Don’t Forget Your Existing “Foundation” Documents
If you’re a company, your existing governance documents matter more than you might expect during a transaction.
For example, your Company Constitution (and any shareholder arrangements) may contain rules about share transfers, approvals, pre-emptive rights, or director decision-making that can affect how the deal must be implemented.
If you have multiple owners, a Shareholders Agreement can also be central - especially when not all shareholders are selling, or when there are different classes of shares, veto rights, or founder vesting arrangements.
Common M&A Risks For Startups And SMEs (And How A Lawyer Helps)
Most M&A disputes don’t happen because someone deliberately acted badly. They happen because expectations weren’t clearly documented, or because one party didn’t fully understand the risk they were accepting.
Here are some of the most common risk areas we see for startups and SMEs.
1. Unclear Intellectual Property Ownership
If your business relies on brand assets, software, product designs, content, or a customer database, buyers will want confidence that the business actually owns (or validly licences) that IP.
Problems often arise where founders used contractors without proper IP assignment terms, or where multiple entities contributed to development over time.
2. Earn-Out Clauses That Create Ongoing Conflict
Earn-outs can bridge a valuation gap (especially where the business is growing fast), but they can also create tension if the performance metrics aren’t crystal clear.
Your mergers and acquisitions lawyer can help define:
- what revenue/profit measures apply
- what accounting standards will be used
- what control the seller retains (if any) during the earn-out period
- what happens if priorities change post-acquisition
3. Hidden Liabilities And “Surprises” Post-Completion
This is a classic risk for buyers in share sales, but it can show up in asset sales too (for example, if liabilities attach to the assets, or where certain employee-related obligations transfer by law depending on the structure).
Strong due diligence, well-drafted warranties and targeted indemnities can reduce this risk significantly.
4. Key Customer Or Supplier Contracts Can’t Be Transferred
Some contracts have restrictions on assignment or “change of control” clauses that allow termination if the business is sold.
If the deal value depends on a small number of key relationships, this is a major issue to spot early - not at the last minute before completion.
5. Poorly Managed Employee Issues
Employees are often the engine of value in a growing business.
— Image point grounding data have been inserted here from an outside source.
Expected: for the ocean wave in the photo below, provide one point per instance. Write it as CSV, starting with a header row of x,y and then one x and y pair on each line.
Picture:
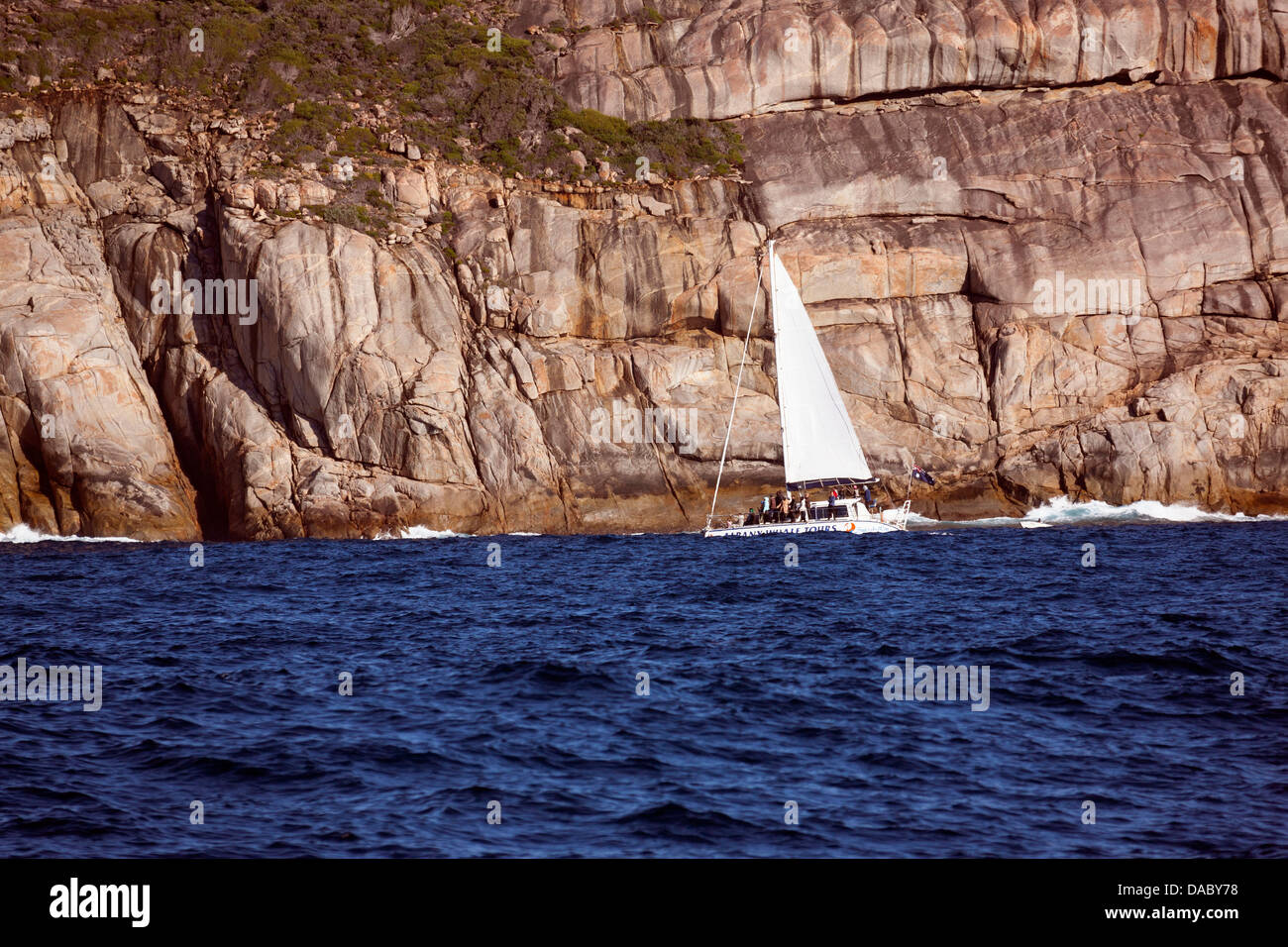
x,y
1064,512
420,532
25,534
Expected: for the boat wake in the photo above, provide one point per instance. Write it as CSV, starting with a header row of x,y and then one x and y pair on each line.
x,y
1064,512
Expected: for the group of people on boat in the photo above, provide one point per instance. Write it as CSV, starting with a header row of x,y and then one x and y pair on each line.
x,y
782,508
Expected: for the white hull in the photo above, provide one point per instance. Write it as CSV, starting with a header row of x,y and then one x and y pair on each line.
x,y
851,526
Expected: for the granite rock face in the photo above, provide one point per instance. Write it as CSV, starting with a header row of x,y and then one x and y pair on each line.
x,y
1042,261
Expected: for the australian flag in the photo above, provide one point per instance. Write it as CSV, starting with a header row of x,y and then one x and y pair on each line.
x,y
922,475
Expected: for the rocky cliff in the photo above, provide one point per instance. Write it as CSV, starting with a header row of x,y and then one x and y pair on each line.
x,y
1044,245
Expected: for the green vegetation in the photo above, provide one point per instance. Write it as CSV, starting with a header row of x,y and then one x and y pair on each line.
x,y
430,69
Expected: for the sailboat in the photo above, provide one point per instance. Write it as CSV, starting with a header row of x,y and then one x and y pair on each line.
x,y
820,449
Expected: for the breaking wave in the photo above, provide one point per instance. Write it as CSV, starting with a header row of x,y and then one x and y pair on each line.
x,y
1064,512
420,532
25,534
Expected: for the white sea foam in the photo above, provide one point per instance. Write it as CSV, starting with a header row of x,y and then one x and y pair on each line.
x,y
25,534
420,532
1064,512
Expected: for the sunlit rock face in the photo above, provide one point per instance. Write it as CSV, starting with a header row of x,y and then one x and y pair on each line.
x,y
1044,256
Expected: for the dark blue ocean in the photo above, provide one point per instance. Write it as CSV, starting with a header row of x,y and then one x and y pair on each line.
x,y
516,684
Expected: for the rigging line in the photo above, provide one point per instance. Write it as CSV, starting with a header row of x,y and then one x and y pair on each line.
x,y
733,407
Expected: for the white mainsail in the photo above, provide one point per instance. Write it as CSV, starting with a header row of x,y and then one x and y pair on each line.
x,y
818,438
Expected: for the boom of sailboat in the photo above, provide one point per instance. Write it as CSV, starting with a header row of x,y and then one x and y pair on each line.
x,y
820,449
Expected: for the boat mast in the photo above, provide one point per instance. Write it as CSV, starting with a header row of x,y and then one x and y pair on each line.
x,y
773,312
737,389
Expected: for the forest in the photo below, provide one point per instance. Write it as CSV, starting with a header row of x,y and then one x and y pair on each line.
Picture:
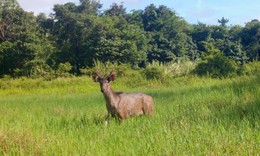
x,y
75,36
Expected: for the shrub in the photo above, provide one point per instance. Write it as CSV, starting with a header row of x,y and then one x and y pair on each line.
x,y
63,70
216,67
249,68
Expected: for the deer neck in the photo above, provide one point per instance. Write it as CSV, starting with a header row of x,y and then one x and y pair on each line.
x,y
110,97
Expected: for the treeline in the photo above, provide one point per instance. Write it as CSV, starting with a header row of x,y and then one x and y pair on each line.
x,y
74,36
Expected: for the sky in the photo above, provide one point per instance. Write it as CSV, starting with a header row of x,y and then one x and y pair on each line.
x,y
193,11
Issues can arise if:
- employment contracts are missing or outdated
- incentive arrangements aren’t properly documented
- there are disputes or underpayments
- key staff might leave if the deal proceeds
This is also one reason many buyers ask for key employees to sign new arrangements as a condition of completion.
Key Takeaways
- Hiring a mergers and acquisitions lawyer early can help you structure the deal properly, protect your leverage, and reduce the risk of expensive surprises later.
- Most Australian startup and SME transactions follow a practical flow: confidentiality, heads of terms, due diligence, negotiation of the main agreement, then completion and transition.
- Choosing between a share sale and an asset sale is a major decision - it affects what you inherit, what transfers automatically, and how much legal complexity the deal involves.
- Key documents often include an NDA, heads of agreement, a share sale or asset sale agreement, and supporting documents like IP assignments and transition arrangements.
- Common risk areas include IP ownership, earn-outs, hidden liabilities, non-transferable contracts, and employee compliance - all of which are easier to manage when the documents are clear and tailored.